Ésta tenía que sostenerse un poco mejor que la de abajo, pues teníamos que levantarla, me explicó Frank. De todos modos, siempre era más fácil añadir agua que quitarla.

Volví a mirar a mi madre. Ella estaba contemplando a Frank. Él debió de notarlo, pues levantó la vista y la plantó en mamá.

Es curioso cómo recuerda uno los consejos, dijo. Puede que alguien lleve veinticinco años fuera de tu vida, pero las cosas que te dijo siguen rondándote por la cabeza.

Nunca manosees la pasta en exceso. Otro dicho de su abuela.

Pero ése lo entendió mal, nos dijo. Creía que se refería al dinero. Era un chiste, añadió. Igual no nos hubiésemos dado cuenta, pues en el caso de Frank, los músculos de la cara, que le tiraban de lo lindo de la piel del mentón, nunca parecían haber compuesto algo que se pudiera definir como una sonrisa.

Extendimos la masa de arriba, también sobre papel de cera. Sólo que esta vez no había manera humana de girar el plato del pastel sobre la pasta, pues ahora había melocotones. Tendríamos que despegar ese círculo de pasta del papel y colocarlo encima del pastel. Durante unos breves segundos, nuestra finísima costra, a la que sólo mantenía unida una mínima cantidad de agua helada, quedaría suspendida en el aire. Una duda en el momento de levantarla y girarla, y todo se vendría abajo. Si ibas demasiado rápido, igual no acertabas.

Hace falta una mano decidida, pero también un corazón decidido, dijo Frank. Estamos ante un momento de fe y compromiso.

Hasta ahora, Frank y yo habíamos trabajado juntos, solos los dos. Mi madre se había limitado a mirar. Frank le puso una mano en el hombro.

Dijo: creo que tú te puedes encargar de esto, Adele.

Desde hacía un tiempo —ya no recordaba cuando no era así—, a mi madre le habían empezado a temblar las manos. Al recoger una moneda del mostrador, o al trocear verduras —en las raras ocasiones en que, como hoy, teníamos algún producto fresco que cortar—, a veces la mano le temblaba violentamente en torno al cuchillo y tenía que abandonar lo que estuviese troceando y decir algo como que esa noche le apetecía una sopa. ¿A ti qué te parece, Henry?

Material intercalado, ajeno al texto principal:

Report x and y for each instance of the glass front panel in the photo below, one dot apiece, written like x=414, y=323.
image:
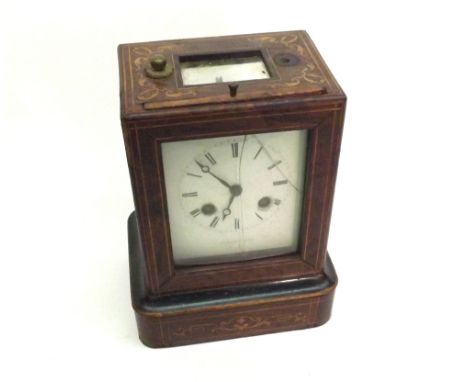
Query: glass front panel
x=235, y=198
x=233, y=67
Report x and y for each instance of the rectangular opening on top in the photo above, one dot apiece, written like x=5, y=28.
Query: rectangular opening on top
x=223, y=67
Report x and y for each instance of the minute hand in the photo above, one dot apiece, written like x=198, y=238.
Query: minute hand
x=206, y=169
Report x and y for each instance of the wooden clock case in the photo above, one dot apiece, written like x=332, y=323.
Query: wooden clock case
x=181, y=305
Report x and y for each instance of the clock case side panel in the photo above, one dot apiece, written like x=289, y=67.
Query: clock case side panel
x=143, y=140
x=228, y=313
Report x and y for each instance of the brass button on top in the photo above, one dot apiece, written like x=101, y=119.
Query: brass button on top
x=158, y=67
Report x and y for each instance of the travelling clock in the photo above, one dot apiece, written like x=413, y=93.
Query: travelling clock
x=232, y=144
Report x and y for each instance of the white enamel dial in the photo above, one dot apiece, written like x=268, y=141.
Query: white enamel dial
x=234, y=198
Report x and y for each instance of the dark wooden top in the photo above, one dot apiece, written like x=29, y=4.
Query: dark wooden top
x=143, y=97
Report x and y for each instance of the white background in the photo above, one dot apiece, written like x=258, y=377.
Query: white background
x=399, y=229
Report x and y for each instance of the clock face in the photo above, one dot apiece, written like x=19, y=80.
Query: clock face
x=235, y=198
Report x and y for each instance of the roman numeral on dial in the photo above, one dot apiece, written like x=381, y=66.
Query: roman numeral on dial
x=258, y=152
x=195, y=212
x=189, y=194
x=280, y=182
x=214, y=221
x=235, y=149
x=274, y=165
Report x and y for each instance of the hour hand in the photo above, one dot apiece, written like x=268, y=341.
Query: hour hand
x=204, y=168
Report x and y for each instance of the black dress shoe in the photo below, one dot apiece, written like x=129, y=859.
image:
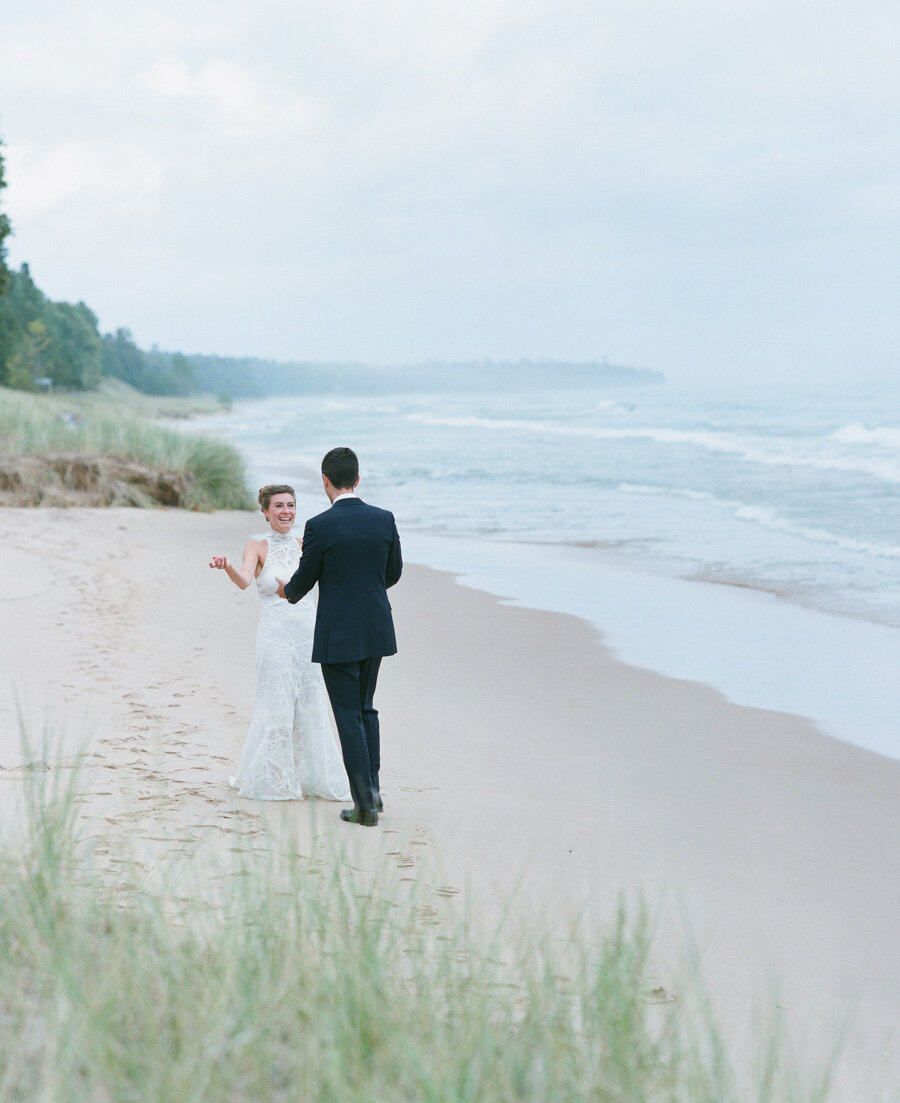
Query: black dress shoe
x=366, y=817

Cuando se ponía lápiz de labios —las pocas veces que salíamos—, el contorno no siempre se ajustaba exactamente a ellos. Probablemente, ése era el motivo de que hubiera abandonado prácticamente el violonchelo. Se apañaba bien con las cuerdas, pero no podía mantener la mano firme en el arco. Incluso lo que había intentado aquella tarde —coserle los pantalones a Frank— representaba un desafío. Pasar el hilo por la aguja le resultaba imposible. Tuve que hacerlo yo.

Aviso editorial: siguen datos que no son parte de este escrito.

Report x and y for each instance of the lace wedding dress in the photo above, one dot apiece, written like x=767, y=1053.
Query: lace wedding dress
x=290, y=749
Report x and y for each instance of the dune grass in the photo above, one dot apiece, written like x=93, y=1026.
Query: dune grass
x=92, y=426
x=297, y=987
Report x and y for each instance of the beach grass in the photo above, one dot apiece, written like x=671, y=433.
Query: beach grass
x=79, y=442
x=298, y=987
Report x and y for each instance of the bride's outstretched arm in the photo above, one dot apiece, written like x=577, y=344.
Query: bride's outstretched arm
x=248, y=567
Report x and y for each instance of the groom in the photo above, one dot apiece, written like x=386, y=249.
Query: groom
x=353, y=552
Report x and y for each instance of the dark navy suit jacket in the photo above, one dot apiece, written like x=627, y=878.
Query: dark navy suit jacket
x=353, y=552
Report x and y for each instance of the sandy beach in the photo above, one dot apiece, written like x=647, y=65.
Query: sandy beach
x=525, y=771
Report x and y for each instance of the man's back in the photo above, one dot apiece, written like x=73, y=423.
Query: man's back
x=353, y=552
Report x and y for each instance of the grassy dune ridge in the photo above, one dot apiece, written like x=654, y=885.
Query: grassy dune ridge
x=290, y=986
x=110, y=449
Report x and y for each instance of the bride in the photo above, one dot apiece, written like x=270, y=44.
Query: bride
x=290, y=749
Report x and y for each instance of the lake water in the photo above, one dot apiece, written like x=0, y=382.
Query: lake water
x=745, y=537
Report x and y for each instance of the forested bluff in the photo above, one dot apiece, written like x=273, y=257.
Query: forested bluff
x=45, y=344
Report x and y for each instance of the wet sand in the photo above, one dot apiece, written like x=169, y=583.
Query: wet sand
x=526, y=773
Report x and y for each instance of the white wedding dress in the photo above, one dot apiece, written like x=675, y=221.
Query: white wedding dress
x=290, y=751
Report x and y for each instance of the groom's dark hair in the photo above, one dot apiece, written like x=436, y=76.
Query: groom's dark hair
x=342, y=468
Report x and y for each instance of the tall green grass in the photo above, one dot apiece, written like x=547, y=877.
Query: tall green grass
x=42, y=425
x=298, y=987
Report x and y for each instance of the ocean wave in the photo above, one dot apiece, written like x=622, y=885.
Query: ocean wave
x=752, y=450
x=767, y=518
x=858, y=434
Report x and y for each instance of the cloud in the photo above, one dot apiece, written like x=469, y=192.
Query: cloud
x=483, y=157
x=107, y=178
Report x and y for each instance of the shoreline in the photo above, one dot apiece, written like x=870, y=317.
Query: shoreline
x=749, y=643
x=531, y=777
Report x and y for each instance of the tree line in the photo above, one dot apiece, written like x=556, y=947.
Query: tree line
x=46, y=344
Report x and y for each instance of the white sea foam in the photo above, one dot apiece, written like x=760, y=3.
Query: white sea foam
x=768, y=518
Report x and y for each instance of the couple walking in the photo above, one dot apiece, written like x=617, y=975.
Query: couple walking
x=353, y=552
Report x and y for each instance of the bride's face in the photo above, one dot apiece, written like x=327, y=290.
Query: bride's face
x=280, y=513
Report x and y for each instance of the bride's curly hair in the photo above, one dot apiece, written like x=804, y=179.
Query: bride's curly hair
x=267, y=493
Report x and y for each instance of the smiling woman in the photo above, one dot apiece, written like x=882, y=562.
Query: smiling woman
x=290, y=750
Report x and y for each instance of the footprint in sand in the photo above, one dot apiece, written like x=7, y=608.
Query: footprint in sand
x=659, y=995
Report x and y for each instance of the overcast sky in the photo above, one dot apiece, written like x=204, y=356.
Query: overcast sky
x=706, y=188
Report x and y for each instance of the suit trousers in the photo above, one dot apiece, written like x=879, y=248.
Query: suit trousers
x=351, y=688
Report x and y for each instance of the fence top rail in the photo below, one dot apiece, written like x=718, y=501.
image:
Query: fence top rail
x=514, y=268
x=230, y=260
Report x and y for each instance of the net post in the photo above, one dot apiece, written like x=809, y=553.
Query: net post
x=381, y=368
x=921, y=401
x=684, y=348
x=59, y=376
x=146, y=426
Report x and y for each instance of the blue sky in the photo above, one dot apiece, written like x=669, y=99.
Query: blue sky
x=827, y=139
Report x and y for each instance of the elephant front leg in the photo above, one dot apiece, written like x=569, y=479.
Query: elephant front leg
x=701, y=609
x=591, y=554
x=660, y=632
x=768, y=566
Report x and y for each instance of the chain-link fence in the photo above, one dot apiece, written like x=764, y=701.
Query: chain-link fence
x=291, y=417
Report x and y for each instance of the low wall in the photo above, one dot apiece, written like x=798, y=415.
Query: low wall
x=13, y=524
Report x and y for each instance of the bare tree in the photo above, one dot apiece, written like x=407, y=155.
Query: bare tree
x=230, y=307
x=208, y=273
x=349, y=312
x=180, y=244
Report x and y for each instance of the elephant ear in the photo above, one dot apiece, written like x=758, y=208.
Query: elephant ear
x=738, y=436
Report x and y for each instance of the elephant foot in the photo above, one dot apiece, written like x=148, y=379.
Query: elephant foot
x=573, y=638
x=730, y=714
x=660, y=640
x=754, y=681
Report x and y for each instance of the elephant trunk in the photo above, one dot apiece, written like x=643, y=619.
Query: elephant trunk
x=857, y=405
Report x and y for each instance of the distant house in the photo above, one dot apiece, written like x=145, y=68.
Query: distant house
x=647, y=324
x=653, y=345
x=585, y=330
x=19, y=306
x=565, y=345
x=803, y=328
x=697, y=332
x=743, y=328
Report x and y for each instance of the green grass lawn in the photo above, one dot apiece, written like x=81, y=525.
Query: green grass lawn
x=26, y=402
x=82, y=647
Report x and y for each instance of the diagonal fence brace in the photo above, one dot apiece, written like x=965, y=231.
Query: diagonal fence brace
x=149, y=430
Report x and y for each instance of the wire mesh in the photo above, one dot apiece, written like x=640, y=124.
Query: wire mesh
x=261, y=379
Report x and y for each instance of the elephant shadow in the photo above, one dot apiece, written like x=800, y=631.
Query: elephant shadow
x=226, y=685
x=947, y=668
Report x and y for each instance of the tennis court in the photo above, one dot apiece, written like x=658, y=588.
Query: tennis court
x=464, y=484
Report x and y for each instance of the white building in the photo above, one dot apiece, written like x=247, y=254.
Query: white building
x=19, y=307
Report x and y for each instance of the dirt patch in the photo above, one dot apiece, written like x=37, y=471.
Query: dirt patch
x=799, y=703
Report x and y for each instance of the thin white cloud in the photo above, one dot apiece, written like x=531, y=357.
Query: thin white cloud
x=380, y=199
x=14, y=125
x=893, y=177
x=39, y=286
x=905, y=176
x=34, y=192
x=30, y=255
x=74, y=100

Ahora mi madre avanzaba a lo largo del mostrador, hacia donde Frank había estado de pie con la botella de vino que habíamos utilizado de rodillo.

Lo intentaré, dijo mientras cogía el círculo de pasta entre los dedos de las manos y lo doblaba como Frank le había enseñado. Él estaba muy cerca. Ella contenía el aliento. El círculo de masa aterrizó donde se suponía, encima de los melocotones.

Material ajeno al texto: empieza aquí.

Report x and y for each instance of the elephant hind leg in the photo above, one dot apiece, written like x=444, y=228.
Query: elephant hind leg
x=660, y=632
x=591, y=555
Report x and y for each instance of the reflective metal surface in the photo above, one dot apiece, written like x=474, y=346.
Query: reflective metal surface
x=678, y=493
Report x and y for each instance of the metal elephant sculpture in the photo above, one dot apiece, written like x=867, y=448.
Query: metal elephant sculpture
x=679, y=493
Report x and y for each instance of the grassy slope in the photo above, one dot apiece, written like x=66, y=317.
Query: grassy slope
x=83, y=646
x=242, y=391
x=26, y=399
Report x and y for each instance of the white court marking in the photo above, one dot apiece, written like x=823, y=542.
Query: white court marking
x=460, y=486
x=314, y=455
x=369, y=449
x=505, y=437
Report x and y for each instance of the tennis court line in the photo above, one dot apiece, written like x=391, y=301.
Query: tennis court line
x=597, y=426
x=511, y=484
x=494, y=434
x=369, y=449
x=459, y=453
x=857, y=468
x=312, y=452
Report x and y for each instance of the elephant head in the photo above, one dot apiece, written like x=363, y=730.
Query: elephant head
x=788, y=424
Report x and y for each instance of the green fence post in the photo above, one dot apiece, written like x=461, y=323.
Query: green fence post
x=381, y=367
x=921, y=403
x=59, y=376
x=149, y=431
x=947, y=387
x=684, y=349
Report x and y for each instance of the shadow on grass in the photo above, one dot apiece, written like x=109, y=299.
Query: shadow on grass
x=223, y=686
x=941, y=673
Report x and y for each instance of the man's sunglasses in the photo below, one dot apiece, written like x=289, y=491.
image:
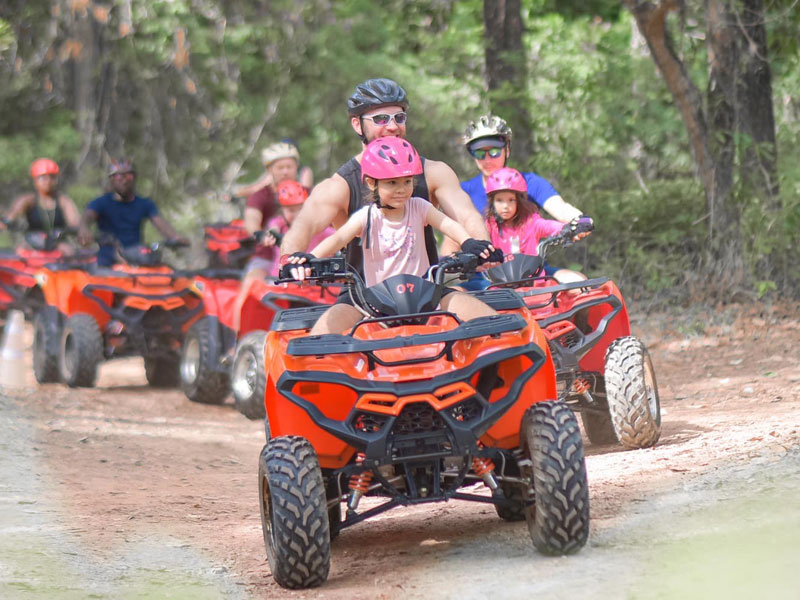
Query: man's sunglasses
x=480, y=153
x=382, y=119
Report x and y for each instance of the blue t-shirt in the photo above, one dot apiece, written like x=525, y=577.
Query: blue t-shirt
x=539, y=190
x=123, y=220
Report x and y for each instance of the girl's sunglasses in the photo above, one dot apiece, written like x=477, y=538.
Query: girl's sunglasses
x=382, y=120
x=481, y=153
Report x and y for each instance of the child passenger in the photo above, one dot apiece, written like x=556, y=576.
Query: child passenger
x=514, y=224
x=391, y=228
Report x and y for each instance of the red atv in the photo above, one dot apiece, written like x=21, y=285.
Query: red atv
x=18, y=287
x=141, y=307
x=228, y=245
x=603, y=372
x=413, y=406
x=208, y=371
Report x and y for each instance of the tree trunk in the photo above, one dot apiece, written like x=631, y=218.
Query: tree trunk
x=652, y=21
x=721, y=39
x=754, y=99
x=506, y=71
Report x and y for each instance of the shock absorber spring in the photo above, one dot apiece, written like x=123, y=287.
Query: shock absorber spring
x=360, y=482
x=359, y=485
x=484, y=468
x=582, y=387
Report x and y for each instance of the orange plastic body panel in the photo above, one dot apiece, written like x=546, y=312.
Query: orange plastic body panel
x=22, y=267
x=257, y=316
x=619, y=326
x=64, y=290
x=336, y=401
x=218, y=297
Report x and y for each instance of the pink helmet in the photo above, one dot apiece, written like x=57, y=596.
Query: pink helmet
x=43, y=166
x=506, y=179
x=291, y=193
x=390, y=157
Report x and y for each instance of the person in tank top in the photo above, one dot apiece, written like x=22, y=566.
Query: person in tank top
x=378, y=108
x=391, y=225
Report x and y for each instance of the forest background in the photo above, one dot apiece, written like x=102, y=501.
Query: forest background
x=673, y=123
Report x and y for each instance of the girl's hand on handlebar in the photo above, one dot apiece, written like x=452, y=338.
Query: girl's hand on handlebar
x=290, y=266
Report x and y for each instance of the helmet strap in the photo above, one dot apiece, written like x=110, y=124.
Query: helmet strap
x=361, y=135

Perfecto, cariño, dijo Frank.

Luego me enseñó a apretar por los lados, para que la corteza de arriba se enganchara a la de abajo. Me enseñó a rociar la parte superior con leche, y a espolvorear azúcar, y a pinchar la masa con un tenedor en tres puntos para que saliera el vapor. Luego deslizó el pastel en el horno.

Dentro de cuarenta y cinco minutos, tendremos un pastel, anunció. Mi abuela decía una cosa. Ni el hombre más rico de América se va a comer esta noche un pastel más rico que el nuestro. Lo mismo puede decirse de nosotros.

Le pregunté dónde estaba ahora su abuela.

Falleció, me dijo. Y su voz sonó de una manera que te permitía deducir que tal vez más valía no insistir en el tema.